Campus Life

Mays Business School Professor Keith Swim Retires After More Than Three Decades At Texas A&M

The beloved business law instructor is known for his distinctive teaching style and for bringing students together for a variety of charitable projects each year.
By Luke Henkhaus, Texas A&M University Division of Marketing & Communications July 5, 2022

a photo of a man with glasses, white hair and a white beard smiling among some plants
Retiring professor Keith D. Swim, Jr., at his home in College Station on May 17, 2022.

Laura McKenzie/Texas A&M University Division of Marketing & Communications

 

Since announcing his retirement to his former students on Facebook in May, Clinical Associate Professor Keith D. Swim, Jr. ’77, who taught classes on business law at Texas A&M University’s Mays Business School for over 30 years, has been flooded with hundreds of messages from grateful former students.

“The only class I willingly sat front row in because you made the subject so interesting to learn more about!” wrote one.

Others reflected on Swim’s famous tough-but-fair approach: “I still tell people stories about how hard your tests were, but you made us earn it.”

“So grateful to be amongst the lucky thousands that had you as a professor,” another commented. “Enjoy retirement, you earned it!”

Swim joined the faculty in 1989, having dreamt of teaching at A&M for most of his adult life. Decades later, he said it’s still hard to believe that he got to live that dream for so many years: “It does still seem like a dream in a lot of ways.”
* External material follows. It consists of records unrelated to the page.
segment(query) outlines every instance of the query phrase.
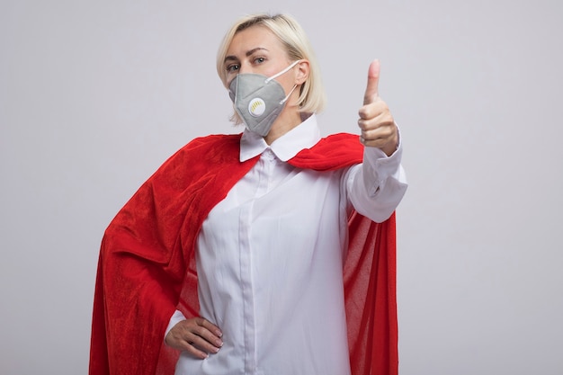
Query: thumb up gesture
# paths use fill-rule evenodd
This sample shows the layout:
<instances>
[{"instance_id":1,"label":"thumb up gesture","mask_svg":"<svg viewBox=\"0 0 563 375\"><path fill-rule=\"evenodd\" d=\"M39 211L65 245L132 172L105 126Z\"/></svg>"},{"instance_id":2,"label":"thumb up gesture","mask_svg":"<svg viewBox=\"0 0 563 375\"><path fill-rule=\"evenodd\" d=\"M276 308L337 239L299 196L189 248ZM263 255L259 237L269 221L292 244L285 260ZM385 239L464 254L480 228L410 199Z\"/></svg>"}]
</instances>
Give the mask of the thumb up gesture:
<instances>
[{"instance_id":1,"label":"thumb up gesture","mask_svg":"<svg viewBox=\"0 0 563 375\"><path fill-rule=\"evenodd\" d=\"M369 147L379 147L389 156L398 145L398 131L389 108L380 98L379 82L380 60L376 59L370 65L363 105L359 111L360 142Z\"/></svg>"}]
</instances>

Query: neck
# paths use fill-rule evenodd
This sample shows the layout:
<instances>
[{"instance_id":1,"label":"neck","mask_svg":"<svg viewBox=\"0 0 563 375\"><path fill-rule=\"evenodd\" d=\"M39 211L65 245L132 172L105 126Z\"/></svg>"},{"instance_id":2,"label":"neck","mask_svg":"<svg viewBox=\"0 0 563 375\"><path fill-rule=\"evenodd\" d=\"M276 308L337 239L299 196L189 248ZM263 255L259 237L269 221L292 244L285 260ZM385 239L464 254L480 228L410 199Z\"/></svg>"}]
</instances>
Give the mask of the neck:
<instances>
[{"instance_id":1,"label":"neck","mask_svg":"<svg viewBox=\"0 0 563 375\"><path fill-rule=\"evenodd\" d=\"M286 111L289 110L289 111ZM286 107L264 138L268 145L302 122L301 114L294 107Z\"/></svg>"}]
</instances>

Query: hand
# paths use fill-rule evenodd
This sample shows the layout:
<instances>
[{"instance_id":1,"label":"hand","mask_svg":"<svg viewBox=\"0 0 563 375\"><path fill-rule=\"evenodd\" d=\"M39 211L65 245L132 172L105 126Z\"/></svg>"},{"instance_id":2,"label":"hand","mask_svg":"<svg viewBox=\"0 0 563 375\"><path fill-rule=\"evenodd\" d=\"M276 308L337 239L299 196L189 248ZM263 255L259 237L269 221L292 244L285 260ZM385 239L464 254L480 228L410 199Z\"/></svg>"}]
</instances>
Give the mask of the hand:
<instances>
[{"instance_id":1,"label":"hand","mask_svg":"<svg viewBox=\"0 0 563 375\"><path fill-rule=\"evenodd\" d=\"M170 347L185 351L197 358L205 359L210 353L218 353L223 346L221 330L202 317L193 317L177 323L166 335L165 343Z\"/></svg>"},{"instance_id":2,"label":"hand","mask_svg":"<svg viewBox=\"0 0 563 375\"><path fill-rule=\"evenodd\" d=\"M379 147L389 156L398 146L398 131L389 108L380 98L379 83L380 60L376 59L370 65L363 106L359 111L360 142L366 147Z\"/></svg>"}]
</instances>

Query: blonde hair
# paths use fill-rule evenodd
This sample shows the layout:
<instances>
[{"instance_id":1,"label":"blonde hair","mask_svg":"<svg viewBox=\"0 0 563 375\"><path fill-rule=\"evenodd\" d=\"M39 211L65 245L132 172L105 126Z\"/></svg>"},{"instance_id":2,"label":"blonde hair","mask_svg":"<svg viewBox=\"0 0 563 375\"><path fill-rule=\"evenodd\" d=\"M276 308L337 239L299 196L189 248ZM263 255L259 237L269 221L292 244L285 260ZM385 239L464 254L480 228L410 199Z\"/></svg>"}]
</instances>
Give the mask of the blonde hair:
<instances>
[{"instance_id":1,"label":"blonde hair","mask_svg":"<svg viewBox=\"0 0 563 375\"><path fill-rule=\"evenodd\" d=\"M301 26L293 17L288 14L251 14L240 18L231 26L227 34L225 34L217 53L217 73L223 85L228 87L227 70L224 64L227 50L233 38L238 31L255 25L266 27L277 36L285 47L290 60L308 60L308 77L300 87L297 104L299 107L299 112L304 113L321 112L325 107L326 97L320 77L320 69L315 58L315 53ZM232 120L236 123L241 122L236 112Z\"/></svg>"}]
</instances>

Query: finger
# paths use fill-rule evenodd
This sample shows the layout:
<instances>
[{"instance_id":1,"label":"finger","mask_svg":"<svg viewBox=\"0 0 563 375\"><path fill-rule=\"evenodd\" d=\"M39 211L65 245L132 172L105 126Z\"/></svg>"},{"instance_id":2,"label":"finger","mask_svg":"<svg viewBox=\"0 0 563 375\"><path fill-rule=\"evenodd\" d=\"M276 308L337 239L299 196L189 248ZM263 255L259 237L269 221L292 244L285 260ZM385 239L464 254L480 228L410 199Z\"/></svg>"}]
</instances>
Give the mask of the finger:
<instances>
[{"instance_id":1,"label":"finger","mask_svg":"<svg viewBox=\"0 0 563 375\"><path fill-rule=\"evenodd\" d=\"M221 337L223 335L223 333L221 332L219 327L215 326L213 323L210 322L207 319L201 318L201 320L198 320L197 323L198 325L212 332L213 335L215 335L217 337Z\"/></svg>"},{"instance_id":2,"label":"finger","mask_svg":"<svg viewBox=\"0 0 563 375\"><path fill-rule=\"evenodd\" d=\"M370 64L368 69L368 85L363 94L363 105L375 102L379 96L379 85L380 85L380 60L375 59Z\"/></svg>"}]
</instances>

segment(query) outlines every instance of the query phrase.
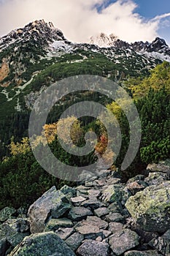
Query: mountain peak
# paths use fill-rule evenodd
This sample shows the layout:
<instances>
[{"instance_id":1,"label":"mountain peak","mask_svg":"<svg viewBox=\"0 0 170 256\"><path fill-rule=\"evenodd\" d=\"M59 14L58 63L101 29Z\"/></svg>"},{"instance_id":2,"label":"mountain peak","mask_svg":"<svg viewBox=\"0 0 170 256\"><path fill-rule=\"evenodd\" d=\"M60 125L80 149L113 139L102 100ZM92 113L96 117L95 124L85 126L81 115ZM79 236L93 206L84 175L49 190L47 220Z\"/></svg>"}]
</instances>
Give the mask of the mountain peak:
<instances>
[{"instance_id":1,"label":"mountain peak","mask_svg":"<svg viewBox=\"0 0 170 256\"><path fill-rule=\"evenodd\" d=\"M93 36L90 38L90 45L96 45L101 48L107 48L114 46L114 42L117 39L117 37L111 34L107 35L105 33L100 33L96 36Z\"/></svg>"},{"instance_id":2,"label":"mountain peak","mask_svg":"<svg viewBox=\"0 0 170 256\"><path fill-rule=\"evenodd\" d=\"M26 43L28 41L39 42L41 45L48 45L56 40L66 40L63 32L55 28L52 22L44 20L34 20L23 28L16 29L0 39L0 50L15 42Z\"/></svg>"}]
</instances>

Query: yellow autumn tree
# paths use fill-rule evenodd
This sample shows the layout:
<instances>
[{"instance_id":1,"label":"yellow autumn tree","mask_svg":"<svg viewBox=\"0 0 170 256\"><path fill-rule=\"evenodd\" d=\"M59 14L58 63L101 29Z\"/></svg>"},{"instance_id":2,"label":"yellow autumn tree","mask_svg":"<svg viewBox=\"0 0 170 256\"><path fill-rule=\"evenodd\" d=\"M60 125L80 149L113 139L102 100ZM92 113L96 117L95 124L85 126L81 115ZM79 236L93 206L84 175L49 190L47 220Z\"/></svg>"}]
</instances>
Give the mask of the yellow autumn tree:
<instances>
[{"instance_id":1,"label":"yellow autumn tree","mask_svg":"<svg viewBox=\"0 0 170 256\"><path fill-rule=\"evenodd\" d=\"M15 143L14 138L11 139L11 143L9 146L10 153L12 156L15 156L18 154L26 154L31 151L28 138L23 138L20 143Z\"/></svg>"}]
</instances>

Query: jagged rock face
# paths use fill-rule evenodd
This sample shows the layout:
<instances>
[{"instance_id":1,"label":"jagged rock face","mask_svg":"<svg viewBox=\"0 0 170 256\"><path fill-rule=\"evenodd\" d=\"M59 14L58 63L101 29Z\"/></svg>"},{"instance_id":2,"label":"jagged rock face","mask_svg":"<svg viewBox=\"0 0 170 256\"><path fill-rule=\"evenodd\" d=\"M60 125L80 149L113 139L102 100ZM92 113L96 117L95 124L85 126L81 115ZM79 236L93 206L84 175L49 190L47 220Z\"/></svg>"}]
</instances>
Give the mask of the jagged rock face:
<instances>
[{"instance_id":1,"label":"jagged rock face","mask_svg":"<svg viewBox=\"0 0 170 256\"><path fill-rule=\"evenodd\" d=\"M45 23L44 20L35 20L23 29L12 30L0 39L0 50L15 43L26 43L30 40L37 42L42 46L47 45L53 40L66 40L62 31L55 29L52 23Z\"/></svg>"},{"instance_id":2,"label":"jagged rock face","mask_svg":"<svg viewBox=\"0 0 170 256\"><path fill-rule=\"evenodd\" d=\"M151 43L149 42L135 42L128 43L117 39L116 36L112 34L107 36L104 33L101 33L97 37L91 37L90 44L96 45L99 48L115 48L122 50L133 50L136 52L157 52L165 54L170 54L170 49L163 39L156 37Z\"/></svg>"},{"instance_id":3,"label":"jagged rock face","mask_svg":"<svg viewBox=\"0 0 170 256\"><path fill-rule=\"evenodd\" d=\"M114 46L115 42L117 40L117 37L113 34L109 36L104 33L101 33L96 37L91 37L90 39L90 45L97 45L99 47L111 47Z\"/></svg>"},{"instance_id":4,"label":"jagged rock face","mask_svg":"<svg viewBox=\"0 0 170 256\"><path fill-rule=\"evenodd\" d=\"M170 181L150 186L131 197L125 207L146 231L165 232L170 228Z\"/></svg>"},{"instance_id":5,"label":"jagged rock face","mask_svg":"<svg viewBox=\"0 0 170 256\"><path fill-rule=\"evenodd\" d=\"M24 238L9 254L9 256L15 255L75 256L75 254L56 234L49 232L37 233Z\"/></svg>"}]
</instances>

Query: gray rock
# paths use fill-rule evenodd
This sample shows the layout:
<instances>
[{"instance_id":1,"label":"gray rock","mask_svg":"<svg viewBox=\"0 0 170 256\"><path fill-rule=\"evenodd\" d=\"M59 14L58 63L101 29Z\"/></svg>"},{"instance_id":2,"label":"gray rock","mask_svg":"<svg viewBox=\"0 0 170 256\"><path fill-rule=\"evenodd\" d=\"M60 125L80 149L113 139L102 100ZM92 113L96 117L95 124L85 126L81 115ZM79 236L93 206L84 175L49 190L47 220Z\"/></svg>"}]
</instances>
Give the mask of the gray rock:
<instances>
[{"instance_id":1,"label":"gray rock","mask_svg":"<svg viewBox=\"0 0 170 256\"><path fill-rule=\"evenodd\" d=\"M85 236L85 239L96 239L97 237L103 237L102 230L107 229L108 223L96 217L88 217L87 220L83 220L76 225L77 231Z\"/></svg>"},{"instance_id":2,"label":"gray rock","mask_svg":"<svg viewBox=\"0 0 170 256\"><path fill-rule=\"evenodd\" d=\"M170 255L170 230L167 230L162 236L153 238L149 245L163 255Z\"/></svg>"},{"instance_id":3,"label":"gray rock","mask_svg":"<svg viewBox=\"0 0 170 256\"><path fill-rule=\"evenodd\" d=\"M69 236L74 233L72 227L59 227L55 233L63 240L66 240Z\"/></svg>"},{"instance_id":4,"label":"gray rock","mask_svg":"<svg viewBox=\"0 0 170 256\"><path fill-rule=\"evenodd\" d=\"M89 199L81 203L81 206L83 207L90 207L91 209L97 209L99 207L105 206L105 204L100 202L97 199Z\"/></svg>"},{"instance_id":5,"label":"gray rock","mask_svg":"<svg viewBox=\"0 0 170 256\"><path fill-rule=\"evenodd\" d=\"M16 210L13 207L5 207L0 211L0 222L4 222L16 213Z\"/></svg>"},{"instance_id":6,"label":"gray rock","mask_svg":"<svg viewBox=\"0 0 170 256\"><path fill-rule=\"evenodd\" d=\"M86 198L82 196L79 196L75 197L71 197L70 200L74 205L80 205L82 202L86 200Z\"/></svg>"},{"instance_id":7,"label":"gray rock","mask_svg":"<svg viewBox=\"0 0 170 256\"><path fill-rule=\"evenodd\" d=\"M107 222L96 217L88 217L87 220L82 221L82 223L87 224L88 225L97 226L100 229L104 230L108 227L108 223Z\"/></svg>"},{"instance_id":8,"label":"gray rock","mask_svg":"<svg viewBox=\"0 0 170 256\"><path fill-rule=\"evenodd\" d=\"M166 161L162 161L158 164L150 164L147 165L147 170L152 172L169 173L169 160L167 159Z\"/></svg>"},{"instance_id":9,"label":"gray rock","mask_svg":"<svg viewBox=\"0 0 170 256\"><path fill-rule=\"evenodd\" d=\"M170 228L170 181L150 186L131 197L125 207L141 227L149 232Z\"/></svg>"},{"instance_id":10,"label":"gray rock","mask_svg":"<svg viewBox=\"0 0 170 256\"><path fill-rule=\"evenodd\" d=\"M94 210L94 214L98 217L102 217L104 216L109 214L109 211L106 207L101 207Z\"/></svg>"},{"instance_id":11,"label":"gray rock","mask_svg":"<svg viewBox=\"0 0 170 256\"><path fill-rule=\"evenodd\" d=\"M69 199L76 196L76 189L74 187L64 185L60 190Z\"/></svg>"},{"instance_id":12,"label":"gray rock","mask_svg":"<svg viewBox=\"0 0 170 256\"><path fill-rule=\"evenodd\" d=\"M145 178L145 181L149 184L152 185L160 185L165 181L170 179L170 173L155 172L150 173L147 178Z\"/></svg>"},{"instance_id":13,"label":"gray rock","mask_svg":"<svg viewBox=\"0 0 170 256\"><path fill-rule=\"evenodd\" d=\"M109 237L110 235L112 235L112 232L109 230L102 230L101 229L101 231L103 233L104 238L107 238Z\"/></svg>"},{"instance_id":14,"label":"gray rock","mask_svg":"<svg viewBox=\"0 0 170 256\"><path fill-rule=\"evenodd\" d=\"M73 251L75 251L81 245L83 240L83 235L74 233L66 240L66 243Z\"/></svg>"},{"instance_id":15,"label":"gray rock","mask_svg":"<svg viewBox=\"0 0 170 256\"><path fill-rule=\"evenodd\" d=\"M9 256L75 256L74 252L53 232L28 236Z\"/></svg>"},{"instance_id":16,"label":"gray rock","mask_svg":"<svg viewBox=\"0 0 170 256\"><path fill-rule=\"evenodd\" d=\"M88 225L86 223L79 223L75 227L76 231L84 235L85 239L96 239L98 236L102 236L103 233L97 226Z\"/></svg>"},{"instance_id":17,"label":"gray rock","mask_svg":"<svg viewBox=\"0 0 170 256\"><path fill-rule=\"evenodd\" d=\"M59 218L70 208L66 195L53 187L28 209L31 233L42 232L50 217Z\"/></svg>"},{"instance_id":18,"label":"gray rock","mask_svg":"<svg viewBox=\"0 0 170 256\"><path fill-rule=\"evenodd\" d=\"M156 251L129 251L124 254L124 256L161 256Z\"/></svg>"},{"instance_id":19,"label":"gray rock","mask_svg":"<svg viewBox=\"0 0 170 256\"><path fill-rule=\"evenodd\" d=\"M90 198L94 198L98 197L100 195L101 192L98 189L90 189L88 191L88 193Z\"/></svg>"},{"instance_id":20,"label":"gray rock","mask_svg":"<svg viewBox=\"0 0 170 256\"><path fill-rule=\"evenodd\" d=\"M121 201L123 188L124 187L120 184L108 186L107 188L102 192L102 200L109 203Z\"/></svg>"},{"instance_id":21,"label":"gray rock","mask_svg":"<svg viewBox=\"0 0 170 256\"><path fill-rule=\"evenodd\" d=\"M87 217L91 216L93 213L90 210L85 207L73 207L69 214L69 217L75 222L80 222Z\"/></svg>"},{"instance_id":22,"label":"gray rock","mask_svg":"<svg viewBox=\"0 0 170 256\"><path fill-rule=\"evenodd\" d=\"M1 225L0 238L6 238L12 246L18 244L26 236L30 235L29 222L23 219L11 219Z\"/></svg>"},{"instance_id":23,"label":"gray rock","mask_svg":"<svg viewBox=\"0 0 170 256\"><path fill-rule=\"evenodd\" d=\"M123 208L120 202L115 202L109 205L108 207L109 211L112 213L122 213Z\"/></svg>"},{"instance_id":24,"label":"gray rock","mask_svg":"<svg viewBox=\"0 0 170 256\"><path fill-rule=\"evenodd\" d=\"M134 182L134 181L144 181L144 175L136 175L136 176L131 178L128 180L128 181L126 182L127 184Z\"/></svg>"},{"instance_id":25,"label":"gray rock","mask_svg":"<svg viewBox=\"0 0 170 256\"><path fill-rule=\"evenodd\" d=\"M107 221L111 222L122 222L122 223L125 223L125 219L124 217L118 213L114 213L114 214L110 214L109 215L107 215L106 217L106 219Z\"/></svg>"},{"instance_id":26,"label":"gray rock","mask_svg":"<svg viewBox=\"0 0 170 256\"><path fill-rule=\"evenodd\" d=\"M69 219L51 219L47 222L45 232L55 231L58 227L72 227L72 226L73 223Z\"/></svg>"},{"instance_id":27,"label":"gray rock","mask_svg":"<svg viewBox=\"0 0 170 256\"><path fill-rule=\"evenodd\" d=\"M147 184L144 181L134 181L128 183L126 186L127 189L130 190L131 194L134 195L139 191L142 191L147 187Z\"/></svg>"},{"instance_id":28,"label":"gray rock","mask_svg":"<svg viewBox=\"0 0 170 256\"><path fill-rule=\"evenodd\" d=\"M109 244L116 255L120 255L130 249L139 245L139 236L129 229L125 229L113 234Z\"/></svg>"},{"instance_id":29,"label":"gray rock","mask_svg":"<svg viewBox=\"0 0 170 256\"><path fill-rule=\"evenodd\" d=\"M123 225L120 222L110 222L109 224L109 230L112 233L120 231L123 229Z\"/></svg>"},{"instance_id":30,"label":"gray rock","mask_svg":"<svg viewBox=\"0 0 170 256\"><path fill-rule=\"evenodd\" d=\"M8 248L7 240L6 238L0 238L0 255L4 256Z\"/></svg>"},{"instance_id":31,"label":"gray rock","mask_svg":"<svg viewBox=\"0 0 170 256\"><path fill-rule=\"evenodd\" d=\"M109 256L109 245L93 240L85 240L77 253L80 256Z\"/></svg>"}]
</instances>

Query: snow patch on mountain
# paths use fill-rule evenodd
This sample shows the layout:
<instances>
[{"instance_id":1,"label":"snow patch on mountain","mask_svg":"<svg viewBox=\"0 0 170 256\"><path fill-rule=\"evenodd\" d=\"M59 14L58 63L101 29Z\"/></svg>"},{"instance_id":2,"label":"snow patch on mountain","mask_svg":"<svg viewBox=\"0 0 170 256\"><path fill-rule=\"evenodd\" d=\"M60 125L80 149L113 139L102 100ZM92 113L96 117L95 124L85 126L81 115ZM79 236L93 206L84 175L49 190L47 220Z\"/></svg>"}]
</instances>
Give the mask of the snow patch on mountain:
<instances>
[{"instance_id":1,"label":"snow patch on mountain","mask_svg":"<svg viewBox=\"0 0 170 256\"><path fill-rule=\"evenodd\" d=\"M104 33L101 33L96 36L93 36L90 39L90 45L96 45L100 48L108 48L114 45L114 42L117 37L111 34L109 36Z\"/></svg>"}]
</instances>

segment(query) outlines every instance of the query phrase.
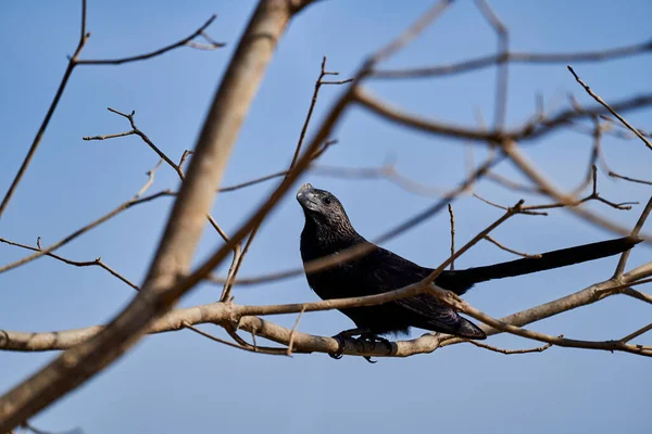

Over the years, Swim made a name for himself as a dedicated and caring educator who prioritized genuine intellectual growth over rote memorization.

As a longtime instructor of the Legal Environment of Business course for business majors and the Business, Government & Society course for non-majors, his task each semester was as challenging as it was important; it was up to Swim to take a group of students with little-to-no knowledge of legal concepts and give them the tools they would need to understand and navigate these issues in their future careers.

“Whether you’ve got a business minor or a major, you’re going to have to know some aspects of law and be able to understand it — not to be the attorney but to at least know what the attorney is talking about and how things work in the business world,” he said.

For Swim, that often meant teaching his students to think critically and understand that not every question has a black-and-white answer. As he freely admits, that can be a big challenge for many. But Swim has always taken the time to offer help to those who ask for it.

“For those who did come to my office hours and would work with me, to see them start off doing horrible and end up doing so much better, that was the most rewarding thing about the whole experience,” he said.

Swim is also widely known for his charitable work, including an annual Christmas toy drive for children in need, food drives for The 12th Can food pantry and card-writing campaigns for hospital patients across the country — all endeavors that Swim is reluctant to take credit for.

“The students did it,” he said. “I was just a facilitator. I didn’t do it. They did it.”

As he begins this next chapter of his life, Swim said he will be forever grateful to his wife, Brenda — “I couldn’t have done all of it without her,” he said — as well as the many Aggies that made his time on campus worthwhile. He said it warms his heart to see how many have taken a moment to wish him well.

“It makes me feel extremely blessed to have had a chance to have so many wonderful students over the past 33 years,” he said. “And I am sure that is what I will miss most in retirement, not getting to interact with students.”